Close Encounters: The Next 500 Years Close Encounters
Close Encounters films
Tuesday January 25, 2011 at 11am Sunday, February 6, 2011 from 11am to 4:30pm Thursday, February 17, 2011 from 11am to 1:30pm Thursday, February 17, 2011 from 5pm to 9pm Thursday, March 24, 2011 from 11am to 1:30pm Thursday, March 24, 2011 from 5pm to 9:30pm Saturday, April 2, 2011 from 11am to 5pm Thursday, April 14, 2011 from 11am to 1:30pm Sunday, April 17, 2011 from 11am to 5pm Thursday, April 28, 2011 from 4pm to 9pm Thursday, May 5, 2011 from 4pm to 9pm
As part of the exhibiton Close Encounters: The Next 500 Years, the WAG will be screening four films in the Muriel Richardson Auditorium. The films will be running in a continous loop.

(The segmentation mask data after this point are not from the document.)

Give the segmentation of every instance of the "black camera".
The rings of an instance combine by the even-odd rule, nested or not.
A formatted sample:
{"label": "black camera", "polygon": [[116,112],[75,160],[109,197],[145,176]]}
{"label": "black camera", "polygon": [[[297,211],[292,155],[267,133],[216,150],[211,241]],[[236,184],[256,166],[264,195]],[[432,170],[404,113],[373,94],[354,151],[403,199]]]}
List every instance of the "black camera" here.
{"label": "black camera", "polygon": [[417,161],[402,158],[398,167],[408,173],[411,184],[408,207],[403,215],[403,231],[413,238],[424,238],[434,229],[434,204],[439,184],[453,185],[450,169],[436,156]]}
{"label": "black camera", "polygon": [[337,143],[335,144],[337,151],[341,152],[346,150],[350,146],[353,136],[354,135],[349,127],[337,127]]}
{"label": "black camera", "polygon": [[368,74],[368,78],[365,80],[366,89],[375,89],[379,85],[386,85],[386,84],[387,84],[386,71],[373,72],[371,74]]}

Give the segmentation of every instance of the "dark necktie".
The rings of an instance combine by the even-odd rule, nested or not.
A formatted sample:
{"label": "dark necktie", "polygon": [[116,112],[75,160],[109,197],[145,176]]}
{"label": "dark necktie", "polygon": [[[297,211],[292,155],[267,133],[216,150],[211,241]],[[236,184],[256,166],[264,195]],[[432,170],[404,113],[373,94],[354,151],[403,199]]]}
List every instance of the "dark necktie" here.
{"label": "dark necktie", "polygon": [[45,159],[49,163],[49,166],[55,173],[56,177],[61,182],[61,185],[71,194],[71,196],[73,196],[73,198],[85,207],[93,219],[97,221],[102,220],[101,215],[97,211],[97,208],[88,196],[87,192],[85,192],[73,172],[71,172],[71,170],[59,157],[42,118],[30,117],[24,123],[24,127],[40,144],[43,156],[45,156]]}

Give us our Skeletons! (Antakka Meille Luurankomme) • Paul-Anders Simma • 49 minutes
Give Us Our Skeletons! (Antakaa Meille Luurankomme) in Finnish, Oaivveskaldjut in North Sami) is a 1999 documentary film directed by Paul-Anders Simma about Niillas Somby, a Sami man who retraces his family ancestry as he searches for the head of his ancestor, Mons Somby.
Night Cries: A Rural Tragedy • Tracey Moffat • 19 minutes
On an isolated, surreal Australian homestead, a middle-aged Aboriginal woman nurses her dying white mother. The adopted daughter’s attentive gestures mask an almost palpable hostility. Their story alludes to the assimilation policy that forced Aboriginal children to be raised in white families. The stark, sensual drama unfolds without dialogue against vivid painted sets as the smooth crooning of an Aboriginal Christian singer provides ironic counterpoint.
Bedevil • Tracey Moffat • 90 minutes
Inspired by ghost stories she heard as a child from both her extended Aboriginal and Irish-Australian families, Tracey Moffatt has constructed a sublime trilogy in which characters are haunted by the past and bewitched by memories. All three stories are set in Moffatt’s highly stylized, hyper-real, hyper-imaginary Australian landscape.
Iracema (De Questembert) • Maria Thereza Alves • 27 minutes
In her docudrama Iracema (de Questembert), Maria Thereza Alves recounts the ambiguous story of Iracema, a young woman from the isolated Brazilian village of Corubime. Iracema makes the long journey from São Paulo to France, where she learns that she has just inherited her father’s estate. She is now the owner of a vast property which the local authorities would like to buy from her rather than see it in the hands of a "savage".